All across Nanda Devi, the climbers suited up. Given the risks, they did not pause to police their trash or collect extra equipment, which included the sensor and generator. It had been hard enough hauling that load up to Camp Four, so it seemed foolish to repeat their efforts the next season.
Bhangu oversaw measures to safeguard the device on the slope. Finding a suitable cavity adjacent to the Camp Four tents, he and the six Sherpas wrapped the boxes with nylon rope and secured them to the rock using pitons and carbiners. Special care was taken with the generator, which was anchored by extra rope. Nearly a third of the load was sheltered inside the cavity. Once this task was complete, the seven vacated Camp Four and moved down to the third level. From there, Bhangu relayed word of the steps taken to secure the generator, which Kohli duly passed on to New Delhi over the radio.
Peak Redux
Both sides agreed to go back to Nanda Devi in 1966. Kohli indicated that the earliest they could try again was May.
By early 1966, however, there had been a crucial recalculation on the part of the CIA. For reasons known only to the scientists, they had decided that the sensor could, after all, be established on a shorter peak without hampering its collecting ability. The May 1966 mission, therefore, would be focused on recovering the gear left behind on Nanda Devi for subsequent replacement at an alternative site.
Encore Effort
The obvious question was which peak would be the new location. Because the CIA had now lowered its minimum required height, Kohli returned to one of his original proposals: 22,510-foot Nanda Kot.
Their encore expedition to Nanda Devi would be a far less glamourous outing than the first mission. As they neared Camp Four shortly before noon, snow started to pelt as they struggled onward. Bhangu was in the lead when, squinting through the blizzard, he saw trace of orange nylon fifty feet farther up. Crossing a last lip of rock, Bhangu stood atop the cramped platform that had held Camp Four.
Missing Sensor
He let his eyes run across a collapsed but intact tent. There was a butane canister nearby, as well as some utensils and dehydrated food rations strewn among rubble. He then looked to his left toward the shelf where he had secured the sensor eight months earlier. The rock shelf where he had left the boxes was completely gone, as if a massive knife had surgically severed that one corner of the slope.
News of the missing nuclear generator hit New Delhi like a bombshell. That same afternoon, an emergency session was held with Mullik, Kao, and CIA officials from the US embassy. To say that Mullik and Kao were in a panic would be an understatement. Though they had kept the Indian political leadership informed of the initial operation, they knew that their necks were on the line for approving the decision to leave the generator in Nanda Devi over the winter.
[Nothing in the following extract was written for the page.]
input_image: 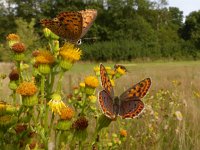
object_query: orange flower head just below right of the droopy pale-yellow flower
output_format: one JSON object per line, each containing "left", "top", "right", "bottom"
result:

Kohli firmly believed that the device had reached the glacier and melted its way to the rocky bottom. The heat from the capsules would keep the ice at bay for at least six feet in all directions. As a result, there would be no pressure on the generator itself allowing it to remain unmolested in this icy cathedral for several hundred years until the nuclear pellets died down.
(By 1969, the Indians and the Americans had installed two nuclear devices trained at China, one at Leh, and the other in the Arunachal mountains. In 1970 and 1971, the Leh sensors picked up signals of Chinese medium-range ballistic missile tests, but the real triumph came in 1973, when the sensor plucked data of the Dong Feng 5 tests from the sky. Ironically, the feat coincided with vast improvements in satellite technology. The mountaintop devices had gone the way of the dinosaur.)